Ketika orang selalu memandang peristiwa yang buruk
gara-gara orang lain, maka dia tidak bakal menemukan keterangan agung dari
peristiwa tersebut. Sebuah kejadian bakal memancarkan pencerahan bila kita
memantulkannya pada diri sendiri. Artinya kejadian itu dipandang sebagai pesan
suci dari Allah untuk kita. Ingatlah, apapun perlakuan orang lain pada kita,
tidak pernah luput dari kehendak Allah, dan kita harus tahu bahwa setiap
kehendak Allah menyimpan kebaikan bagi orang-orang yang hendak berpikir. Karena
pikiran positif yang dijadikan sumbu untuk menyalakan hikmah, maka insya Allah
dia bakal semakin cerdik dalam memulung hikmah demi hikmah dalam hidupnya.
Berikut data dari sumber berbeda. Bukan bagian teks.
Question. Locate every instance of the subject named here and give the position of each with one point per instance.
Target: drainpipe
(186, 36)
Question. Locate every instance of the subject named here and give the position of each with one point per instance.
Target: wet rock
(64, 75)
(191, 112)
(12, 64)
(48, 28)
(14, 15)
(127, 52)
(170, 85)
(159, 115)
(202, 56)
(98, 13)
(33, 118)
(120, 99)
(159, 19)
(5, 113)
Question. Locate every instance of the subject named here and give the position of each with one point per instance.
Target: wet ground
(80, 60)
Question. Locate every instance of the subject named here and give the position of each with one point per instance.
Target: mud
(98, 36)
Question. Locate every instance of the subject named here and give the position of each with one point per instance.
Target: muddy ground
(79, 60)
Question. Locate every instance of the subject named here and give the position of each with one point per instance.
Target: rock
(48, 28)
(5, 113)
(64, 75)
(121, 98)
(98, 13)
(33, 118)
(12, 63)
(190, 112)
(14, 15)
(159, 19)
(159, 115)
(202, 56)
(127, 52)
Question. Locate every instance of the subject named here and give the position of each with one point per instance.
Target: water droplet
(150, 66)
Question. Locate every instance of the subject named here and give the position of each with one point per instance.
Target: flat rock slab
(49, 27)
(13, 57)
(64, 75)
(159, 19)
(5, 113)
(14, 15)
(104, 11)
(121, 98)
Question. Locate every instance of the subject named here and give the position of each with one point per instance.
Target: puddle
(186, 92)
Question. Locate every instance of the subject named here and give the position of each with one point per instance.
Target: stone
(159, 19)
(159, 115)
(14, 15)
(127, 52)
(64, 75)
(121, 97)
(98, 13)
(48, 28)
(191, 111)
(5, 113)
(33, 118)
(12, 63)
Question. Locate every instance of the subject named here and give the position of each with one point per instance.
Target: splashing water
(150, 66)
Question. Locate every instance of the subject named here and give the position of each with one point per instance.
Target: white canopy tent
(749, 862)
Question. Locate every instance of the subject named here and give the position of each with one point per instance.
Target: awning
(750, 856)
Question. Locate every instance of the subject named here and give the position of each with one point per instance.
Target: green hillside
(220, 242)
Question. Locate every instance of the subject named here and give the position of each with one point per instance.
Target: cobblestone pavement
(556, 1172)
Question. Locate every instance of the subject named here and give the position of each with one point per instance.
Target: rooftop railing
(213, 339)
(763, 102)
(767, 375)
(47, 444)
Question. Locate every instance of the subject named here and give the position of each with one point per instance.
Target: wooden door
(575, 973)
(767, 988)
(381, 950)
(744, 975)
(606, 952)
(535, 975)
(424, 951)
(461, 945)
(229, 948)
Manusia yang selalu berpikir menyalahkan orang lain dalam
setiap kejadian menunjukkan bahwa hatinya amat sempit, sehingga tidak bisa
mendapatkan cahaya hikmah dibalik kejadian. Andaikan hatinya lapang, niscaya
dia bakal selalu tenang dalam menghadapi persoalan apapun, dan dia terus
mencari sisi apa yang keliru pada dirinya. Dia meyakini bahwa setiap kejadian
yang memedihkan pasti sebuah teguran yang datang dari Tuhan. Kalau kita mau
cermat untuk menelisiki sisi kekeliruan kita, maka kita bakal menemukan
berbongkah-bongkah kesalahan mengendap di dalam batin kita. Dan saat menyadari
ada kesalahan yang melekat di hati kita, maka makin bergairah untuk terus
membersihkan hati setiap saat.
Perlu juga dipahami, bahwa kita tidak bakal menjadi baik
dengan menyalahkan orang lain. Kita hanya menjadi baik kalau memiliki tekad
yang kuat untuk berbuat yang terbaik dalam setiap keadaan, sembari terus
melakukan evaluasi diri secara ketat, apakah perbuatan saya sudah berkenan di
hadapan Allah atau tidak? Mengapa keadaan bisa seperti ini, mungkin kekeliruan
saya. Bahkan saat kita tidak tenang menghadapi kejadian, yakinilah bahwa itu
berarti ada kekeliruan dalam hati kita. Karena hanya orang-orang yang bersalah
yang selalu berada dalam derita... He he he . . . Edan Tenan
JAHIL;
Jahil alias bodoh bukan terkait jupednya pikiran atau
mandulnya intelektual, sehingga di otaknya tak berbekas ilmu sedikit pun.
Kejahilan orang tidak diukur oleh kecerdasan intelektual yang didemonstrasikan,
tetapi berkait dengan kecerdasan spiritual (akhlak). Tak sedikit orang
terdahulu, disebut manusia terpandang di tataran ilmu sastra, tetapi disebut
orang jahil, seperti Abu Jahal yang ditahbis sebagai bapaknya orang bodoh. Nama
aslinya Abu Jahal sendiri adalah Abul Hakam (Bapak orang bijak). Tetapi mengapa
dia disemati gelar sebagai bapaknya orang bodoh. Karena, hati dan pikirannya
terhijab untuk mengenal Allah SWT.
Kalau begitu, ukuran kecerdasan seorang bukan encernya
otak mencerap berbagai ilmu yang dibabarkan di hadapannya, tetapi berkait
dengan pengenalannya pada Allah. Dan mengenal Allah juga tidak berkait dengan
sebagai “knowledge” (ilmu) tetapi berkait dengan awareness (kesadaran) yang
guru saya lebih memilih sebagai consciousnesss (kesadaran).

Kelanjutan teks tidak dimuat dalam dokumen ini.